Beginning of February Joe’s parents came to visit us for ten days. First we showed them how our everyday life in Taipei looks like – where we buy our food, where Amy goes to preschool, our church… Although the weather was not that good, we had a lot of wonderful experiences, like a traditional Chinese tea ceremony or watching the cherry blossom in the surrounding mountains. After a few days we went to Kenting in the South of Taiwan. There we enjoyed the wonderful warm weather, swam in the sea, played on the beach, and did some sightseeing in the area. We visited, for example, a place where natural gas is coming out of the ground that ignites itself. On this “natural bonfire” we even made our own popcorn :). On our way back to Taipei we drove along the beautiful east coast. We learned how to plant rice, saw monkeys playing beside the street and a lot more. Last but not least we visited the Taroko Gorge with its several hundred meter high marble walls. All in all it was a great time and we enjoyed showing Joe’s parents how our life in Taiwan looks like.
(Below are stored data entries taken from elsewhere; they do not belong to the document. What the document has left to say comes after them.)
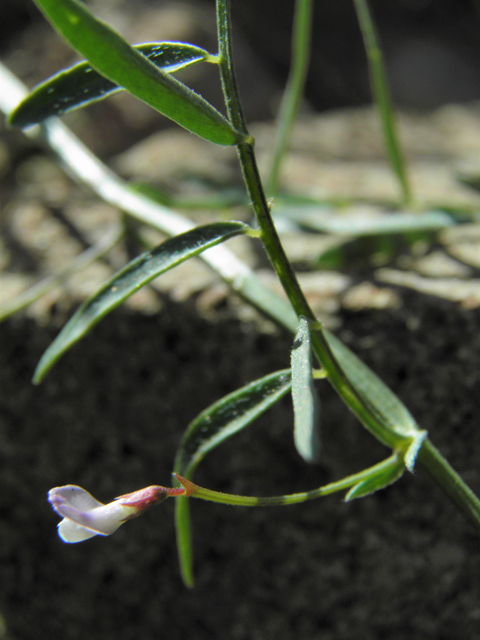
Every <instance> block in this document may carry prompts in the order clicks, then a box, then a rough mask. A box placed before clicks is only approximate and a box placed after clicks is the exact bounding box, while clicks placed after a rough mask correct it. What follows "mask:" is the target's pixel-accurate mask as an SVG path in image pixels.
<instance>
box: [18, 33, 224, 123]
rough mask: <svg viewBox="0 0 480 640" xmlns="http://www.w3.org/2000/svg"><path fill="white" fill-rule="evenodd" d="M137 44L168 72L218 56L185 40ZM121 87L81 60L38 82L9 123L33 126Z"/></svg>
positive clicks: (153, 62)
mask: <svg viewBox="0 0 480 640" xmlns="http://www.w3.org/2000/svg"><path fill="white" fill-rule="evenodd" d="M134 48H135V49H137V51H140V53H142V54H143V55H144V56H146V57H147V58H148V59H149V60H151V61H152V62H153V64H154V65H155V66H156V67H158V68H159V69H162V70H163V71H165V72H166V73H173V72H174V71H178V70H179V69H183V68H184V67H187V66H188V65H191V64H194V63H195V62H202V61H207V60H213V59H214V58H213V57H212V56H211V55H210V54H209V53H208V52H207V51H205V50H204V49H201V48H200V47H195V46H193V45H191V44H185V43H182V42H146V43H145V44H137V45H135V46H134ZM121 90H122V87H119V86H118V84H116V83H115V82H111V81H110V80H107V78H104V77H103V76H102V75H100V74H99V73H97V71H95V70H94V69H92V67H91V66H90V65H89V64H88V62H85V61H84V62H79V63H78V64H76V65H74V66H73V67H70V68H69V69H64V70H63V71H60V72H59V73H57V74H55V75H54V76H52V77H51V78H49V79H48V80H46V81H45V82H42V83H41V84H39V85H37V86H36V87H35V88H34V89H33V90H32V92H31V93H30V94H29V95H28V96H27V97H26V98H25V100H22V102H20V104H19V105H18V106H17V107H16V108H15V109H14V110H13V111H12V113H11V114H10V116H9V118H8V124H9V125H10V126H13V127H20V128H22V129H23V128H25V127H31V126H33V125H35V124H38V123H39V122H42V120H45V119H46V118H49V117H50V116H63V115H64V114H65V113H68V112H69V111H72V110H73V109H78V108H80V107H86V106H87V105H89V104H91V103H92V102H97V101H98V100H103V98H106V97H107V96H110V95H112V94H114V93H117V92H118V91H121Z"/></svg>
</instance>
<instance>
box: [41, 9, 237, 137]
mask: <svg viewBox="0 0 480 640" xmlns="http://www.w3.org/2000/svg"><path fill="white" fill-rule="evenodd" d="M35 1H36V4H37V5H38V6H39V8H40V9H41V10H42V12H43V13H44V14H45V16H46V17H47V18H48V20H49V21H50V22H51V23H52V25H53V26H54V27H55V29H57V31H59V33H60V34H61V35H62V36H63V37H64V38H65V39H66V40H67V41H68V42H69V43H70V45H71V46H72V47H73V48H74V49H76V50H77V51H78V52H79V53H80V54H81V55H82V56H83V57H85V58H86V59H87V60H88V61H89V63H90V64H91V65H92V67H93V68H94V69H96V70H97V71H98V72H99V73H101V74H102V75H103V76H105V77H106V78H107V79H108V80H110V81H112V82H114V83H115V84H117V85H118V86H120V87H123V88H124V89H126V90H127V91H129V92H130V93H131V94H133V95H134V96H136V97H137V98H139V99H140V100H143V101H144V102H146V103H147V104H148V105H150V106H151V107H153V108H154V109H156V110H157V111H160V113H163V114H164V115H165V116H167V118H170V119H171V120H173V121H174V122H177V123H178V124H179V125H181V126H182V127H185V129H188V130H189V131H191V132H192V133H196V134H197V135H199V136H200V137H202V138H205V139H206V140H210V141H211V142H215V143H216V144H222V145H231V144H238V143H240V142H245V140H246V136H245V135H243V134H241V133H239V132H238V131H236V130H235V129H234V128H233V127H232V125H231V124H230V123H229V122H228V120H227V119H226V118H225V117H224V116H222V115H221V114H220V113H219V112H218V111H217V110H216V109H215V108H214V107H212V105H211V104H209V103H208V102H207V101H206V100H204V99H203V98H202V97H201V96H199V95H198V94H196V93H195V92H194V91H192V90H191V89H189V88H188V87H186V86H185V85H184V84H183V83H181V82H179V81H178V80H175V78H172V76H169V75H168V74H167V73H165V72H164V71H161V70H160V69H158V68H157V67H156V66H155V65H154V64H153V63H152V62H150V60H148V59H147V58H146V57H145V56H143V55H142V54H141V53H140V52H139V51H137V50H136V49H135V48H134V47H132V46H131V45H129V44H128V42H126V40H124V39H123V38H122V36H120V34H119V33H117V32H116V31H115V30H114V29H112V28H111V27H110V26H109V25H107V24H106V23H105V22H102V21H101V20H98V19H97V18H95V16H94V15H93V14H92V13H91V12H90V11H89V10H88V9H87V8H86V7H85V5H84V4H82V3H81V2H79V1H78V0H62V1H61V2H59V0H35Z"/></svg>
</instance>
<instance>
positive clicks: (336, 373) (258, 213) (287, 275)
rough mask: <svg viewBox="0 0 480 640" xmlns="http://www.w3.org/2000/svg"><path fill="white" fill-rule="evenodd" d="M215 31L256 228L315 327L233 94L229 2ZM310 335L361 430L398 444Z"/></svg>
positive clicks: (298, 303)
mask: <svg viewBox="0 0 480 640" xmlns="http://www.w3.org/2000/svg"><path fill="white" fill-rule="evenodd" d="M217 29H218V42H219V68H220V76H221V80H222V88H223V92H224V97H225V104H226V108H227V114H228V117H229V119H230V122H231V124H232V125H233V127H234V128H235V129H236V130H237V131H239V132H240V133H242V134H245V136H246V142H243V143H241V144H238V145H237V150H238V155H239V159H240V165H241V167H242V172H243V177H244V180H245V184H246V188H247V191H248V194H249V196H250V199H251V202H252V204H253V208H254V210H255V215H256V218H257V223H258V226H259V228H260V231H261V234H262V241H263V244H264V248H265V251H266V253H267V255H268V257H269V259H270V261H271V263H272V265H273V267H274V269H275V271H276V273H277V275H278V277H279V279H280V282H281V284H282V286H283V289H284V291H285V293H286V294H287V297H288V299H289V301H290V303H291V305H292V307H293V309H294V311H295V313H296V314H297V317H299V316H304V317H305V318H307V319H308V320H311V321H313V322H316V317H315V314H314V313H313V311H312V309H311V308H310V305H309V304H308V302H307V299H306V298H305V295H304V293H303V291H302V289H301V288H300V285H299V283H298V280H297V277H296V275H295V272H294V271H293V269H292V266H291V264H290V261H289V260H288V258H287V256H286V254H285V251H284V249H283V246H282V243H281V241H280V238H279V236H278V233H277V230H276V228H275V225H274V223H273V220H272V216H271V214H270V207H269V205H268V202H267V199H266V196H265V192H264V189H263V185H262V182H261V179H260V174H259V171H258V167H257V161H256V157H255V151H254V141H253V138H251V137H250V136H249V133H248V129H247V124H246V121H245V117H244V115H243V109H242V104H241V100H240V96H239V92H238V86H237V81H236V76H235V69H234V65H233V57H232V41H231V26H230V0H217ZM317 327H318V329H317V330H316V331H315V332H314V333H313V334H312V349H313V351H314V353H315V355H316V357H317V359H318V360H319V362H320V364H321V365H322V367H323V368H324V369H325V371H326V373H327V377H328V379H329V380H330V382H331V384H332V385H333V387H334V388H335V390H336V391H337V393H338V394H339V395H340V397H341V398H342V399H343V401H344V402H345V403H346V404H347V406H348V407H350V409H351V410H352V411H353V412H354V413H355V415H356V416H357V417H358V419H359V420H360V421H361V422H362V423H363V424H364V426H365V427H366V428H367V429H368V430H369V431H370V432H371V433H372V434H373V435H374V436H375V437H376V438H377V439H378V440H380V442H382V443H383V444H385V445H387V446H392V447H395V446H397V444H400V443H401V441H403V439H402V438H401V437H399V436H398V435H397V434H396V433H394V432H389V431H388V430H387V429H386V428H385V425H383V424H381V423H380V422H379V421H378V419H377V417H376V416H375V415H374V414H373V413H372V412H371V411H370V409H369V407H368V406H367V405H366V403H365V401H364V399H363V398H362V397H361V396H360V395H359V394H358V393H357V391H356V389H355V388H354V387H353V385H352V384H351V382H350V380H349V379H348V377H347V376H346V375H345V373H344V372H343V370H342V368H341V366H340V365H339V363H338V361H337V359H336V357H335V356H334V354H333V352H332V350H331V348H330V345H329V343H328V340H327V338H326V335H325V332H324V330H323V328H322V327H321V326H318V325H317Z"/></svg>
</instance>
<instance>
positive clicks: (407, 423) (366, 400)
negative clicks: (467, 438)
mask: <svg viewBox="0 0 480 640" xmlns="http://www.w3.org/2000/svg"><path fill="white" fill-rule="evenodd" d="M325 337H326V339H327V342H328V344H329V346H330V349H331V350H332V352H333V354H334V356H335V358H336V359H337V361H338V363H339V364H340V366H341V368H342V370H343V372H344V374H345V375H346V377H347V378H348V379H349V380H350V383H351V384H352V386H353V387H354V389H355V390H356V392H357V393H358V395H359V397H360V398H361V400H362V402H363V403H364V404H365V405H366V406H367V407H368V408H369V410H370V412H371V414H372V415H374V416H375V417H376V420H377V422H378V424H379V425H383V428H384V429H386V430H389V431H390V432H392V431H393V432H394V433H396V434H397V435H399V436H401V437H402V438H405V439H406V438H411V437H412V436H415V435H418V434H419V433H421V432H420V429H419V428H418V426H417V423H416V422H415V419H414V418H413V416H412V415H411V413H410V412H409V411H408V409H407V408H406V407H405V405H404V404H403V402H401V401H400V399H399V398H397V396H396V395H395V394H394V393H393V392H392V391H390V389H389V388H388V387H387V385H386V384H384V383H383V382H382V381H381V380H380V378H379V377H378V376H377V375H376V374H375V373H374V372H373V371H372V370H371V369H369V368H368V367H367V366H366V365H365V364H364V363H363V362H362V361H361V360H360V358H358V357H357V356H356V355H355V354H354V353H353V352H352V351H350V349H349V348H348V347H346V346H345V345H344V344H343V343H342V342H340V340H338V338H336V337H335V336H334V335H333V334H331V333H330V332H328V331H325Z"/></svg>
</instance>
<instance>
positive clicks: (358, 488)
mask: <svg viewBox="0 0 480 640" xmlns="http://www.w3.org/2000/svg"><path fill="white" fill-rule="evenodd" d="M404 471H405V465H404V463H403V460H402V458H401V457H399V456H392V457H391V458H390V464H389V465H387V466H385V467H384V468H383V469H381V470H380V471H377V473H376V474H374V475H373V476H372V477H370V478H368V479H367V480H363V482H359V483H358V484H356V485H355V486H354V487H352V488H351V489H350V491H349V492H348V493H347V495H346V496H345V502H350V500H354V499H355V498H364V497H365V496H368V495H370V494H371V493H374V492H375V491H379V490H380V489H384V488H385V487H387V486H388V485H389V484H393V483H394V482H395V481H396V480H398V479H399V478H400V477H401V476H402V475H403V472H404Z"/></svg>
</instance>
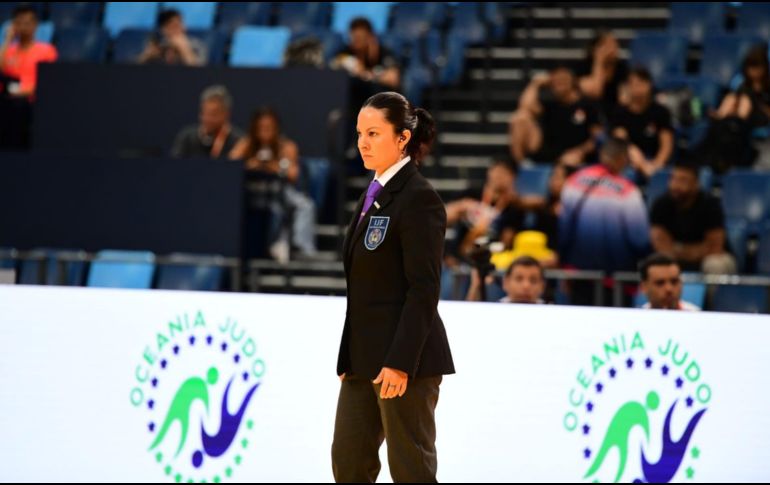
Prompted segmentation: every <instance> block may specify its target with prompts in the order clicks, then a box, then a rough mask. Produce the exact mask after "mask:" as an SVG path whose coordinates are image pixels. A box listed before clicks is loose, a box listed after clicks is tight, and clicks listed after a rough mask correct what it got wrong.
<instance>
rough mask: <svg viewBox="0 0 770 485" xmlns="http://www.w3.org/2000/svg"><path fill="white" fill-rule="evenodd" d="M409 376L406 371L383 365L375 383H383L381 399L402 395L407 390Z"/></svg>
mask: <svg viewBox="0 0 770 485" xmlns="http://www.w3.org/2000/svg"><path fill="white" fill-rule="evenodd" d="M408 379H409V376H408V374H407V373H406V372H404V371H400V370H398V369H391V368H390V367H383V368H382V370H381V371H380V373H379V375H378V376H377V378H376V379H375V380H374V381H372V382H373V383H374V384H382V387H380V399H391V398H394V397H401V396H403V395H404V393H405V392H406V383H407V381H408Z"/></svg>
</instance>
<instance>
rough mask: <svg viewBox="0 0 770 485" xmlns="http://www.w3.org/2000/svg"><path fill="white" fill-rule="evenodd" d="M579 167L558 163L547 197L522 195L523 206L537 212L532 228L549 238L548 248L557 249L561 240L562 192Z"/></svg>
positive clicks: (550, 183)
mask: <svg viewBox="0 0 770 485" xmlns="http://www.w3.org/2000/svg"><path fill="white" fill-rule="evenodd" d="M576 170H577V169H576V168H574V167H568V166H566V165H561V164H558V165H556V166H555V167H554V168H553V171H552V172H551V176H550V178H549V179H548V195H547V196H546V197H532V196H528V197H522V207H523V208H524V209H526V210H531V211H532V212H534V214H535V222H534V224H533V226H532V229H534V230H536V231H540V232H542V233H543V234H545V235H546V237H547V238H548V243H547V244H548V248H549V249H551V250H553V251H557V250H558V247H559V245H558V242H559V214H561V193H562V190H563V189H564V183H565V182H566V181H567V178H569V177H570V176H571V175H572V174H573V173H575V171H576Z"/></svg>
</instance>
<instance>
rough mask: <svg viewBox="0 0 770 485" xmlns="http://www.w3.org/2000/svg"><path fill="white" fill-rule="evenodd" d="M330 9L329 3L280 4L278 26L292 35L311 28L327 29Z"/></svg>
mask: <svg viewBox="0 0 770 485" xmlns="http://www.w3.org/2000/svg"><path fill="white" fill-rule="evenodd" d="M331 9H332V6H331V3H330V2H281V4H280V7H279V10H278V25H281V26H283V27H288V28H289V30H291V31H292V32H294V33H296V32H300V31H302V30H305V29H307V28H311V27H327V26H328V25H329V17H331Z"/></svg>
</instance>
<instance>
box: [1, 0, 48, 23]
mask: <svg viewBox="0 0 770 485" xmlns="http://www.w3.org/2000/svg"><path fill="white" fill-rule="evenodd" d="M20 3H24V4H25V5H27V6H30V7H32V8H33V9H35V11H36V12H37V15H38V18H40V17H42V15H43V5H45V3H44V2H0V21H5V20H8V19H10V18H11V15H13V10H14V9H15V8H16V7H17V6H18V5H19V4H20Z"/></svg>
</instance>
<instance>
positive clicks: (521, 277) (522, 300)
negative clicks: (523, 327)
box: [466, 256, 545, 304]
mask: <svg viewBox="0 0 770 485" xmlns="http://www.w3.org/2000/svg"><path fill="white" fill-rule="evenodd" d="M490 279H491V276H490V278H488V279H487V281H490ZM503 290H504V291H505V293H506V296H505V297H503V298H502V299H501V300H500V303H532V304H538V303H539V304H542V303H545V302H544V301H543V299H542V296H543V292H544V291H545V270H544V269H543V267H542V266H541V265H540V263H539V262H538V261H537V260H536V259H535V258H532V257H530V256H522V257H520V258H518V259H516V260H515V261H514V262H513V263H511V265H510V266H509V267H508V269H507V270H506V272H505V276H504V277H503ZM466 300H467V301H480V300H481V278H480V277H479V272H478V270H476V269H473V272H472V273H471V286H470V288H469V290H468V295H467V297H466Z"/></svg>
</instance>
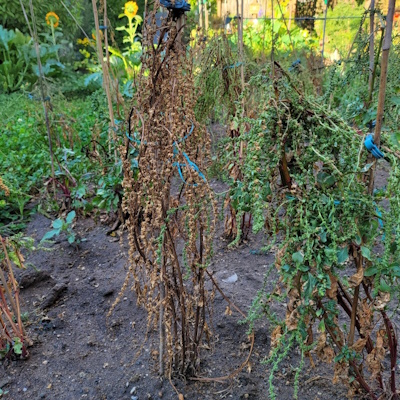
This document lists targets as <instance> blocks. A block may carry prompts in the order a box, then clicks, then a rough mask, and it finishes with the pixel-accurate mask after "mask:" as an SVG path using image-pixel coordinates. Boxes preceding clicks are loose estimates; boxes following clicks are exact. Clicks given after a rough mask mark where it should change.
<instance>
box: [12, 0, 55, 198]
mask: <svg viewBox="0 0 400 400" xmlns="http://www.w3.org/2000/svg"><path fill="white" fill-rule="evenodd" d="M19 2H20V4H21V8H22V12H23V13H24V17H25V21H26V23H27V25H28V29H29V33H30V35H31V36H32V38H33V41H34V44H35V51H36V58H37V63H38V70H39V87H40V95H41V97H42V105H43V112H44V119H45V122H46V129H47V139H48V142H49V152H50V163H51V178H52V183H53V185H52V186H53V195H54V198H55V197H56V179H55V171H54V155H53V144H52V143H51V132H50V121H49V115H48V112H47V105H46V100H45V98H46V96H45V92H44V83H43V68H42V61H41V59H40V47H39V40H38V36H37V28H36V21H35V13H34V11H33V4H32V0H29V8H30V13H31V18H32V25H33V30H32V28H31V25H30V23H29V18H28V15H27V13H26V11H25V7H24V4H23V3H22V0H19Z"/></svg>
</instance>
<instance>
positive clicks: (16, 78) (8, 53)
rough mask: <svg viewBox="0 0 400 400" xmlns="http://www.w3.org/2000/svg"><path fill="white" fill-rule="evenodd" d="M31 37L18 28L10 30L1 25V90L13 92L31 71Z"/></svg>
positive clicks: (0, 82)
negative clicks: (3, 26)
mask: <svg viewBox="0 0 400 400" xmlns="http://www.w3.org/2000/svg"><path fill="white" fill-rule="evenodd" d="M31 50H32V44H31V38H30V37H29V36H25V35H24V34H23V33H21V32H20V31H19V30H18V29H15V30H8V29H5V28H3V26H1V25H0V54H1V55H2V57H1V58H2V62H1V63H0V90H1V91H3V92H7V93H9V92H13V91H15V90H18V89H19V88H20V87H21V86H22V84H23V83H24V79H26V78H27V76H28V75H29V73H30V68H31V63H32V60H33V55H32V53H31Z"/></svg>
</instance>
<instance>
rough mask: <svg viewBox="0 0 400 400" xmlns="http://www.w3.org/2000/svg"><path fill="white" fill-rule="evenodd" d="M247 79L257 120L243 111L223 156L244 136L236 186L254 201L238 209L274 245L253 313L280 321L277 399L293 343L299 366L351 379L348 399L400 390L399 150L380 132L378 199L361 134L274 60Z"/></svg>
mask: <svg viewBox="0 0 400 400" xmlns="http://www.w3.org/2000/svg"><path fill="white" fill-rule="evenodd" d="M249 87H252V88H258V89H259V90H257V91H256V95H257V99H258V104H259V106H258V108H257V118H244V119H243V122H242V126H245V123H247V124H248V125H249V126H250V129H248V130H246V131H244V129H243V130H242V132H241V135H240V136H239V137H238V138H237V139H234V140H232V141H231V151H230V152H229V151H228V152H227V157H230V158H231V157H234V156H235V152H234V148H235V146H236V143H237V142H239V141H242V140H245V141H246V145H247V146H246V154H245V161H244V162H243V169H242V174H243V175H242V179H241V181H238V182H236V183H235V186H236V187H239V186H240V188H241V190H242V194H241V197H242V198H245V199H248V200H249V201H250V203H243V207H246V208H248V209H249V210H250V212H251V213H252V215H253V216H254V225H253V229H254V230H261V229H263V228H265V229H266V230H267V232H268V233H269V234H270V235H271V236H272V237H273V238H275V241H277V242H278V243H279V246H278V247H279V250H278V252H277V254H276V259H275V267H276V268H277V271H278V276H279V279H278V281H277V283H276V286H275V289H274V290H273V291H272V292H269V293H266V292H262V293H260V294H259V296H258V297H257V299H256V301H255V302H254V305H253V310H252V312H251V313H250V316H249V320H250V321H252V319H253V318H254V317H256V316H260V314H264V312H265V313H267V315H268V316H269V318H270V319H271V321H272V322H273V324H274V325H275V328H274V329H273V332H272V339H271V340H272V347H273V348H272V350H271V355H270V362H271V365H272V368H271V376H270V398H272V399H274V398H276V395H275V391H274V385H273V379H274V374H275V372H276V371H277V370H278V367H279V364H280V362H281V361H282V360H283V359H284V358H285V356H287V355H288V354H289V351H290V350H291V349H292V348H293V347H294V346H295V345H298V347H299V348H300V350H301V354H302V357H301V362H300V366H299V370H298V371H300V369H301V367H302V366H303V365H304V359H305V358H306V357H309V358H310V362H311V363H313V359H312V357H313V354H316V355H317V356H318V357H319V358H320V359H321V360H323V361H325V362H327V363H332V362H334V371H335V374H334V381H335V382H342V383H345V384H346V385H347V386H348V388H349V397H352V396H353V395H354V394H356V393H358V392H360V391H361V392H364V393H368V395H369V397H370V398H371V399H377V398H378V397H379V396H381V395H383V394H384V393H385V392H386V391H388V392H389V396H392V397H391V398H397V391H396V371H395V370H396V359H397V338H396V334H395V330H394V328H393V323H392V322H391V320H390V318H389V313H388V311H387V306H388V304H389V302H390V300H391V299H393V298H395V297H396V296H397V295H398V293H397V291H396V283H397V282H398V278H400V268H399V261H400V236H399V232H400V214H399V211H398V210H399V206H400V196H399V193H398V190H397V188H398V185H399V183H400V169H399V153H398V152H397V151H396V149H390V148H389V143H388V140H387V139H388V138H386V139H385V138H383V140H384V141H386V144H387V146H386V149H388V153H387V157H386V160H387V161H388V162H389V163H390V173H389V174H388V177H387V184H386V187H379V188H376V189H375V191H374V194H373V195H372V196H371V195H370V193H369V192H368V176H369V169H370V168H371V164H370V162H369V161H368V158H367V151H366V150H365V149H364V145H363V142H364V138H365V134H364V133H363V132H361V131H356V130H355V129H354V128H352V127H351V126H349V125H348V124H347V123H346V122H345V121H344V120H343V119H342V118H341V117H340V116H339V115H338V114H336V113H335V112H334V111H332V110H330V109H329V108H328V107H327V106H325V105H324V104H323V102H318V101H316V100H315V99H313V98H312V97H310V96H306V95H304V94H303V93H302V92H301V91H300V90H299V89H298V86H297V85H296V83H295V82H293V78H291V77H290V76H289V75H288V74H287V73H286V72H285V71H284V70H283V69H282V68H281V67H280V65H279V64H277V63H274V64H273V65H272V66H271V67H268V68H264V69H263V70H261V71H260V73H259V74H257V75H256V76H254V77H253V78H252V79H251V81H250V83H249ZM254 94H255V92H254V91H253V92H252V93H250V94H249V95H251V96H254ZM275 300H278V301H279V302H286V304H287V308H286V318H285V319H284V320H280V319H279V316H278V315H275V314H274V313H272V312H271V311H270V307H269V305H270V303H271V302H272V301H275ZM387 354H389V358H390V359H389V361H388V362H389V364H390V370H389V371H385V370H384V368H383V365H384V363H383V362H384V360H385V358H386V355H387ZM387 375H389V376H388V380H389V382H390V384H389V385H386V384H385V379H386V378H387ZM296 378H297V381H298V378H299V372H298V373H297V374H296ZM297 390H298V385H295V392H296V393H295V397H296V396H297Z"/></svg>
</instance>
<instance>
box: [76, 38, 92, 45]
mask: <svg viewBox="0 0 400 400" xmlns="http://www.w3.org/2000/svg"><path fill="white" fill-rule="evenodd" d="M76 43H78V44H81V45H82V46H88V45H89V44H90V40H89V39H88V38H87V37H85V38H83V39H78V40H77V41H76Z"/></svg>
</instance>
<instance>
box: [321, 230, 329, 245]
mask: <svg viewBox="0 0 400 400" xmlns="http://www.w3.org/2000/svg"><path fill="white" fill-rule="evenodd" d="M327 234H328V233H327V232H325V231H322V232H321V233H320V234H319V238H320V239H321V242H322V243H326V236H327Z"/></svg>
Amy and Anna also enjoyed the time with their grandparents a lot.
In Amy’s preschool they also celebrated Christmas. The whole preschool was decorated.
December 22nd Amy’s preschool came to our church to hear and see what Christmas is about. First our pastor’s wife told them the Christmas story, then they looked at the manger and afterwards Simone showed them how to make German Christmas cookies. Every child could make a few by themselves.
The Saturday after Christmas, there was a Christmas party in Amy’s preschool. We had a potluck, the kids did a performance and then all the kids got their presents – there was even a Santa Claus :).
Christmas here in Taiwan is very different from Christmas in Germany or the US…
Our church had a Christmas party on the Saturday before Christmas. Some people sang a song, some people did a little performance and there was a sermon. On Christmas itself there was no service in our church.
Christmas Eve we and some of our Marburg Mission colleges organized a German Christmas Service for German’s who work or study here in Taipei or who are just here for vacation. About 50 people came. We really enjoyed it having a little bit of “German Christmas” here in Taipei (here you can listen to a Christmas Song that Amy sang in the German Christmas Service). Afterwards we had our colleges at our home to celebrate Christmas Eve together. Christmas Day we took a day off. In the morning we celebrated as a family – sang songs together, read the Christmas story and unpacked our presents. In the afternoon we went with a short term missionary who stayed with us for Christmas to the hot springs and enjoyed Christmas there. The next day we already went to school and preschool again. The Sunday after Christmas we invited two of our neighbor families over to celebrate Christmas with us and to show them what Christmas is about. Amy’s preschool also had a Christmas party. We will tell you about that soon.
Even if Christmas is very different here in Taiwan, it still has the same reason: we celebrate Jesus’ birthday who came as a little baby into our world, because he wants to be close to us.